Deutsche Bank’s most recent client survey suggests that investor anxiety over 2026 is dominated by two themes: the risk of an artificial intelligence bubble and concerns that the next US Fed chair may prioritize President Trump’s agenda through aggressive interest rate cuts.
The survey shows that as many as 57 percent of respondents view the “bursting of an AI bubble” as the single greatest risk to financial markets in 2026. This marks the first time in Deutsche Bank’s past surveys that such a large proportion of respondents have expressed concern over a single risk. Compared with the late1990s dot-com bubble, the potential risks associated with today’s AI bubble are more concentrated in US technology stocks linked to AI. However, given the extremely high market capitalization of leading AI companies, any systemic shock affecting these stocks could be even more destructive than the 2008 global financial crisis. Admittedly, widespread concern about an AI bubble could indicate that the market has not yet reached a breaking point. Even so, with companies such as OpenAI still required to raise hundreds of billions of dollars to sustain operations, the downside risks associated with an AI bubble remain significant.

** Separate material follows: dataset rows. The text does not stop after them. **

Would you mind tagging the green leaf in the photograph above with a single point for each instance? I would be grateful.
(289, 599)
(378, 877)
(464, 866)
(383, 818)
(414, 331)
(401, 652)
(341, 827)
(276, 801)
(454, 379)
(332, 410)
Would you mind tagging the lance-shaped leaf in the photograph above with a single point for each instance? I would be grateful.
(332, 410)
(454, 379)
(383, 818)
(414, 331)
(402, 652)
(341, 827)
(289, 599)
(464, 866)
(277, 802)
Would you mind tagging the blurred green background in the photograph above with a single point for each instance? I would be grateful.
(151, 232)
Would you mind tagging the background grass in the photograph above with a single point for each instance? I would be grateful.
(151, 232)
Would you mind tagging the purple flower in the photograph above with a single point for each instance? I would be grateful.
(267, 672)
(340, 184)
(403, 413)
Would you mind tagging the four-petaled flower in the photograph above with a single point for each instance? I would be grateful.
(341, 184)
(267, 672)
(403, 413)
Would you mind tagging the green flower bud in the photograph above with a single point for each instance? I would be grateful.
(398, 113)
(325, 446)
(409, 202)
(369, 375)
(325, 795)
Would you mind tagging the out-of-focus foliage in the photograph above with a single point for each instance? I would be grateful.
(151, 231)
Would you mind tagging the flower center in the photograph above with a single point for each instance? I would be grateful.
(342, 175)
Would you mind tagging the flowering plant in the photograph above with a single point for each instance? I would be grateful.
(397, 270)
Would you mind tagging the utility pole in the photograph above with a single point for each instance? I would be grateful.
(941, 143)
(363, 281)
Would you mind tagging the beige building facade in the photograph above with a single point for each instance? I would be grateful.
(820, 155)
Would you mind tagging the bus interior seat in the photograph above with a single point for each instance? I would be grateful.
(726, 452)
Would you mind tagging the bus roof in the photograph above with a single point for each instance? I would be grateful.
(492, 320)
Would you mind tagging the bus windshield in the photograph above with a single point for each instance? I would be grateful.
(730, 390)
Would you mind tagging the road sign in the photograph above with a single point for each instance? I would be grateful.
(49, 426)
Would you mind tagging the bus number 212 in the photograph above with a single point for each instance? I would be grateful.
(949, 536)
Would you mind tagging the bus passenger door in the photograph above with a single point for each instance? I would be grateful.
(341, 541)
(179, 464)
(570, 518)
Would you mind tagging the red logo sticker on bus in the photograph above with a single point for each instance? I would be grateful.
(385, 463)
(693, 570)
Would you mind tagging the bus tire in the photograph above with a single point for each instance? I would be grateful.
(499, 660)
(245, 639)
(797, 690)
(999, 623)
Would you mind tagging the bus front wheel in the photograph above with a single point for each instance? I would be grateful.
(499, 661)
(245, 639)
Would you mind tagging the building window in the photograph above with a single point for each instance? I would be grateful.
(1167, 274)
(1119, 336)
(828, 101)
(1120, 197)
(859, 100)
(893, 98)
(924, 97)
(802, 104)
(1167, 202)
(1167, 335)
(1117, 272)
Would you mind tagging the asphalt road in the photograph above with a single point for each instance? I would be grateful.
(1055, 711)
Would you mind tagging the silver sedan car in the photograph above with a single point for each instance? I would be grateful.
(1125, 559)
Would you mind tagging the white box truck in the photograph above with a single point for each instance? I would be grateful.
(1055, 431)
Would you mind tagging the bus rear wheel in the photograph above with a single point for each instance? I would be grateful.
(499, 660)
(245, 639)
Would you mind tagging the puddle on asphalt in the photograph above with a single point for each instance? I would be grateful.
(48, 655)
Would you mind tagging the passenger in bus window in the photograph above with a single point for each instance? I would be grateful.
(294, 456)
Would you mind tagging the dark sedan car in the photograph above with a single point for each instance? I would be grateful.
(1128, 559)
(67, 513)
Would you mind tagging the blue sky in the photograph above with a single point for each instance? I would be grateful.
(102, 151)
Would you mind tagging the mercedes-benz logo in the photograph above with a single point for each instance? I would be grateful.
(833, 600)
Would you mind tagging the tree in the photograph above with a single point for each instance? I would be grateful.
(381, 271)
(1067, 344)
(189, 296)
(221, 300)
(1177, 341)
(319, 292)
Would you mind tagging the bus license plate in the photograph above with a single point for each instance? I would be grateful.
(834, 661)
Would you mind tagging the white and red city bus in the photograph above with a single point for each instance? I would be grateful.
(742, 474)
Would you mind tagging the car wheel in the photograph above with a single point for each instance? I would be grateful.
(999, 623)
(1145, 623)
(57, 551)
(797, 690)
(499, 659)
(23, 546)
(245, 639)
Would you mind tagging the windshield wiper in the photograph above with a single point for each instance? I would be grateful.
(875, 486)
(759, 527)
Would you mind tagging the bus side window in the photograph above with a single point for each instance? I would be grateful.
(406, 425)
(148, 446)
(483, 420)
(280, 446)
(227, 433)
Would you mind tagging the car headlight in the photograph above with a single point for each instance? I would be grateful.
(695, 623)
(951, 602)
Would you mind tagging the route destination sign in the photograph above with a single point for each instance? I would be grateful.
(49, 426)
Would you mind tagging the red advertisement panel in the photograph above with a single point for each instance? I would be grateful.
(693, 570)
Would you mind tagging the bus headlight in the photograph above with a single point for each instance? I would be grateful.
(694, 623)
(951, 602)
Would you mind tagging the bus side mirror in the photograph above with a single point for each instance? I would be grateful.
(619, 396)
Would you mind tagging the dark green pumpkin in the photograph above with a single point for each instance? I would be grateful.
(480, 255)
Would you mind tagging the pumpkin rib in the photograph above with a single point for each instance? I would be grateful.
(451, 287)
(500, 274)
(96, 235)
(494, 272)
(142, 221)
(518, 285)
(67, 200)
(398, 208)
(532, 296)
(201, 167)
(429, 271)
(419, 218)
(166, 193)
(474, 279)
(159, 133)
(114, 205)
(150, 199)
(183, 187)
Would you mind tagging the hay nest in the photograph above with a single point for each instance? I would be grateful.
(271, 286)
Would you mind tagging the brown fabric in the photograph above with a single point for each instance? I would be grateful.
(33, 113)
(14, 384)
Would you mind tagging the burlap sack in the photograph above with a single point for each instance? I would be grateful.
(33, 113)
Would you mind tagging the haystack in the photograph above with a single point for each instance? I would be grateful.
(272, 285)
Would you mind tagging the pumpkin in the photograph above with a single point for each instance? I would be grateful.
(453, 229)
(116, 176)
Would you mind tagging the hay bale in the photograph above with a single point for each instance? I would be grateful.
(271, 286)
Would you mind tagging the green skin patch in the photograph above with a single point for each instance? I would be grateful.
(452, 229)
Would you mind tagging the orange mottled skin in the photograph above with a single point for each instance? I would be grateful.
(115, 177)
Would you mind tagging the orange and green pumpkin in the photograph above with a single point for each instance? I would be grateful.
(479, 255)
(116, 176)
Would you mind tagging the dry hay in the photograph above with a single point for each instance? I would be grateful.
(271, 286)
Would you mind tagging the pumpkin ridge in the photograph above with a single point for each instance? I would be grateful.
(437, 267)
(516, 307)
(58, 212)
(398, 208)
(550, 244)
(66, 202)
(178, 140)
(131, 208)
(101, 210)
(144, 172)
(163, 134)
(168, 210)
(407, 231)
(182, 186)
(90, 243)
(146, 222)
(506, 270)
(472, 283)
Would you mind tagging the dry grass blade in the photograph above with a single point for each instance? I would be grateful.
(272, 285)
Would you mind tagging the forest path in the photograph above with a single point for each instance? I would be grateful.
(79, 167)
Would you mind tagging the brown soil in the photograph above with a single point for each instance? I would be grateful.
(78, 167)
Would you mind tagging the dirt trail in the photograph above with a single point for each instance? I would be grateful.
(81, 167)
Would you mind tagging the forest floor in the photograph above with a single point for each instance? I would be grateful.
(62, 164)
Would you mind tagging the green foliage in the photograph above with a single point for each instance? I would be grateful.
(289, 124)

The Deutsche Bank survey also indicates that the second most concerning issue for respondents is the possibility that a new Fed chair might align with President Trump in implementing an aggressive rate-cutting agenda, potentially triggering market volatility. Perhaps most striking, respondents appear more troubled by the prospect of a politically compliant Fed chair, than by the promise of lower rates themselves. The survey suggests that fears of eroding Fed independence now outweigh the traditional market preference for easy money – a dynamic that may help explain Trump’s reluctance to settle on his next Fed chair.
That said, the composition of the Federal Open Market Committee can, in principle, prevent a Fed chair appointed by President Trump from tilting too far toward White House preferences at the expense of the Federal Reserve’s independence. However, if excessive interference from the White House were to lead to visible internal divisions within the Fed, market sentiment would likely be adversely affected.